With his insights into the largely hushed-up events surrounding the wreck of the RMS Oceanic off Foula, Professor Holbourn was aware of the imminent dangers presented to ocean liners during the First World War, and as a passenger on Lusitania was prepared to face the worst. Holbourn attempted to insist that Captain William Thomas Turner should take the precautions of ordering lifeboat drills and instructing passengers on how to wear lifejackets. His efforts to stimulate safety awareness during a time of war were unwelcome, and he was asked to keep quiet. When the ship was torpedoed, Holbourn guided Avis Dolphin and her nurses to his cabin where he fitted them with life belts, even offering up his own; he then steered them through the tilting passageways to the decks above and into a lifeboat. This lifeboat capsized while being lowered into the water. Nevertheless, Avis was saved, though her nurses were not.

Holbourn himself dived into the ocean to find himself surrounded by a mass of bodies and wreckage. His hope of reaching the nearest boat was interrupted when he stopped to help a man who was floating helplessly nearby. By the time Holbourn found his way to a boat, the man he had pulled along with him was dead.

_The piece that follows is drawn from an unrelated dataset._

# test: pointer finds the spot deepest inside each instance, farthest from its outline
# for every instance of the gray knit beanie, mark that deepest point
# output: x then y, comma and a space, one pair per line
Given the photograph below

Holbourn was picked up by the fishing boat Wanderer of Peel and later transferred to the Stormcock. He was one of over 750 rescued from the Lusitania to arrive at Queenstown in Ireland that night.

Holbourn continued to write and remained lifelong friends with Avis Dolphin. One of his books, The Child of the Moat (1916), was written for Avis because she had complained that books for girls were uninteresting.

Not bad for a professor of archaeology.

I have to say, I thoroughly enjoyed proofreading this book, and am happy to see the finished product posted to Project Gutenberg.

And if you have any thoughts about mentioning any of the inaccuracies or anachronisms in the book, let me give the last word to the author:

When, therefore, your learned uncle tells you that the story is all wrong and that they did not fence with helmets and that the curtsey was not invented till much later and that the library is far too big and so on; you just tell him to write you a sixteenth century story and then you send it to me, and we will see how he gets along.

This post was contributed by wainwra, a DP volunteer.